The study, conducted by the Alzheimer's Disease Genetics Consortium, consisting of investigators from 44 universities and research institutions in the United States, and led by Gerard D. Schellenberg, PhD, at Penn, with primary analysis sites at Miami, led by Margaret A. Pericak-Vance, PhD, and Boston, led by Lindsay A. Farrer, PhD, analyzed more than 11,000 people with Alzheimer's disease and nearly the same number of elderly people who have no symptoms of dementia. Three additional institutions contributed confirming data, bringing the total number of people analyzed in the study to over 54,000.
The researchers had two main goals for the study. First was the identification of new Alzheimer's disease genes to provide major clues as to its underlying cause. Genetic studies can provide new insights into the molecules at the center of the disease. Obtaining this type of understanding is critical for drug discovery, since the treatments currently available to patients are only slightly effective.
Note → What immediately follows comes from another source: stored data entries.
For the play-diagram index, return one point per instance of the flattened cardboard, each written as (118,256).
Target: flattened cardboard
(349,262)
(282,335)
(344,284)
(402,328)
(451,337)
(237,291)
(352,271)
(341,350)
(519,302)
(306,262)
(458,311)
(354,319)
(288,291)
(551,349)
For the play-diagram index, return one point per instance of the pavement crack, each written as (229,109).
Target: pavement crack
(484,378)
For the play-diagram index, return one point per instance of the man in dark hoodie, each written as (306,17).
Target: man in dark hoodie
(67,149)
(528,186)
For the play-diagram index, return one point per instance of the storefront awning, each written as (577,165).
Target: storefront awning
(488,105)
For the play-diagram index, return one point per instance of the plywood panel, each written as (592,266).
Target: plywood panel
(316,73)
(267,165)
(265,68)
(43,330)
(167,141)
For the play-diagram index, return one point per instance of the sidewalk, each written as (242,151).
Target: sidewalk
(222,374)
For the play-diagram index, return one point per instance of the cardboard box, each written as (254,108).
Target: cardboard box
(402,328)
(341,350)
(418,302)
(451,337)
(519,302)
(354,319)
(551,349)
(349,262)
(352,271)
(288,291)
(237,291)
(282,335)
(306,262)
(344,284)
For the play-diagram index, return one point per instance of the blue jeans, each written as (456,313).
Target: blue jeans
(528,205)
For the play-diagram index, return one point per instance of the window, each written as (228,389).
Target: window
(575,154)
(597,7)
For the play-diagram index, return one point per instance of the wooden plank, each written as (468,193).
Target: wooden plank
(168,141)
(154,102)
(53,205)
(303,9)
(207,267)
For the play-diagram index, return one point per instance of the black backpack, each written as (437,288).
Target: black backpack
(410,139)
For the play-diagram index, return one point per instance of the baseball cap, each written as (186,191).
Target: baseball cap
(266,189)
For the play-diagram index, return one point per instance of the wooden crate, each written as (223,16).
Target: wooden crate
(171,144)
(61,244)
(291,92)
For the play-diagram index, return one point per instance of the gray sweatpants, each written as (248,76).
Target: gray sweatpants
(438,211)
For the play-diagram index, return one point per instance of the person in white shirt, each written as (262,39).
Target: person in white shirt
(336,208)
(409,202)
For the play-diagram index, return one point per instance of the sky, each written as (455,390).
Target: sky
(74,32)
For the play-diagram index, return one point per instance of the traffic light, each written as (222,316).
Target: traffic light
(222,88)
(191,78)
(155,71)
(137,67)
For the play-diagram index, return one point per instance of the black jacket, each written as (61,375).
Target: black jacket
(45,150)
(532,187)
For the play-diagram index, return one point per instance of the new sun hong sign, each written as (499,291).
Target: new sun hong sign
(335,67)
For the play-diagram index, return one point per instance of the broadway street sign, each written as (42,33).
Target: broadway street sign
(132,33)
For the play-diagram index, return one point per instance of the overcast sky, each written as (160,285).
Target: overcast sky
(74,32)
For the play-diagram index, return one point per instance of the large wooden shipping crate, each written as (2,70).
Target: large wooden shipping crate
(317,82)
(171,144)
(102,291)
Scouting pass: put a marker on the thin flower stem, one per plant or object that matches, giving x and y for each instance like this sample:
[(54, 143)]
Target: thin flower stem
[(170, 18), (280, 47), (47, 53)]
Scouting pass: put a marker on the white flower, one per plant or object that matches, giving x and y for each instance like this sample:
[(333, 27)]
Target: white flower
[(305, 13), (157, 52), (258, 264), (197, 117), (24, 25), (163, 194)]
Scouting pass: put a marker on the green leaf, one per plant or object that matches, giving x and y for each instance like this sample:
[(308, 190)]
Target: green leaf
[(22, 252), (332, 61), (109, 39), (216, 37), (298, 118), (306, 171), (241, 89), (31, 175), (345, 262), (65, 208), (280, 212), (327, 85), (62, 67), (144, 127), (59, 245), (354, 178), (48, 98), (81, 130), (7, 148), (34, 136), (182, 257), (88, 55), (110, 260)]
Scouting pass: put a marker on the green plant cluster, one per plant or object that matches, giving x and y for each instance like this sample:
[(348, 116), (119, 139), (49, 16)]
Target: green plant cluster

The second goal was for the gene discovery of the type highlighted in the Nature Genetics article to ultimately contribute to predicting who will develop Alzheimer's disease, which will be important when preventive measures become available. Knowing these risk genes will also help identify the first disease-initiating steps that begin in the brain long before any symptoms of memory loss or intellectual decline are apparent. This knowledge will help researchers understand the events that lead to the destruction of large parts of the brain and eventually the complete loss of cognitive abilities.